A digital twin is a virtual representation of an organisation which serves as a digital counterpart to be used for simulating scenarios, testing technologies and integrations, optimising processes, plus monitoring and maintaining systems – all in a safe, cost efficient and fast environment. ‘Testing on speed’ as we like to call it. Data from the real world will pass through that virtual model and that will allow you to apply machine learning or deep learning for example, with the idea being that you can push that data back into the real world to achieve great insights.

As an example, we were tasked by one of our partners with creating a real-time platform capable of ingesting one million transactions per second. As you can imagine, that’s a huge undertaking, involving hundreds and hundreds of nodes of processing globally. Thankfully, we were able to use digital twins to build that area in a safe test environment before rolling it out across the globe, which would cost millions of dollars.

What is synthetic data?

Using real data, especially if your project involves multiple companies, presents numerous problems in terms of compliance and security. While synthetic data has always been around, it is becoming more and more prevalent in these test environments at a much greater scale, thanks again to the rise in technology and the lowering of costs. It allows us to take the ‘shape’ of the data that already exists in the real world, find those correlations, use algorithms to generate volumes of data that emulates what happens in the real world, then do some pretty interesting testing.

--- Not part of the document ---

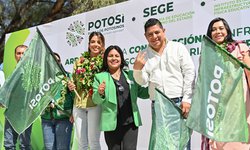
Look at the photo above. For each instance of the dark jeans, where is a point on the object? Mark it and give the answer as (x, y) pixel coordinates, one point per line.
(10, 137)
(57, 134)
(122, 138)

Another opportunity provided by synthetic data, which has never really been available before, is to model your own problem but in a greater universe. For example, in a telco world, businesses always want to get more customers, but everybody in the UK already has a mobile phone and broadband. So how can you do competitive marketing? By modelling out where your competitors are doing their campaigns, and understanding how you can be more effective, you can actually beat them in the marketplace. In the end it will get to a point where everybody has this technology and therefore nobody gets an advantage, but for the early adopters it’s a huge win.

Enhancing digital twins with synthetic data

When you combine the digital twin and the synthetic data, all of a sudden you can start modelling the future. Synthetic data expands the use case of a digital twin to emulate scenarios with different external factors, providing a more realistic setting in which to test things like market models, and to forecast costs and risks in an uncertain world. Using this method, you can determine whether a particular change is worth doing or not, and this can apply on a business level, a technology level, or even a process level.

One point to note – the data analysis is everything. All the tools and technologies in the world will not help if you start with poor quality data. So when you're generating synthetic data, you have to understand the source data that you’re trying to mimic.

Limitations and challenges

As you’d probably imagine, these technologies cost a huge amount to set up, run and scale, given that they rely on the cloud. While we’re seeing everyone rush to the cloud at the moment, we predict a return to some form of on-prem, especially for big workloads, as the cost is much easier to manage. Another way to reduce costs is to shut down all that legacy technology which we mentioned at the start, saving businesses a small fortune in operational costs.

As well as the cost implications, there are still question marks over the accuracy of digital twins and synthetic data. There is a huge amount of bias in data, and simply creating simulated data from normal data doesn't necessarily guarantee a great result either. While there is analysis you can do on simulated data to understand what bias you've got in your current platforms, nothing comes for free and it all requires a huge amount of hard work – there are never silver bullets.

With around 16,000 technology vendors on the market, they need a way to showcase their technology in reality and prove that they can deliver the outcomes they promise. By building a digital twin with synthetic data, you can compare vendors in a neutral environment that you control, without using real data, so you can try and maximize your return on investment and find the technology that works best for your needs.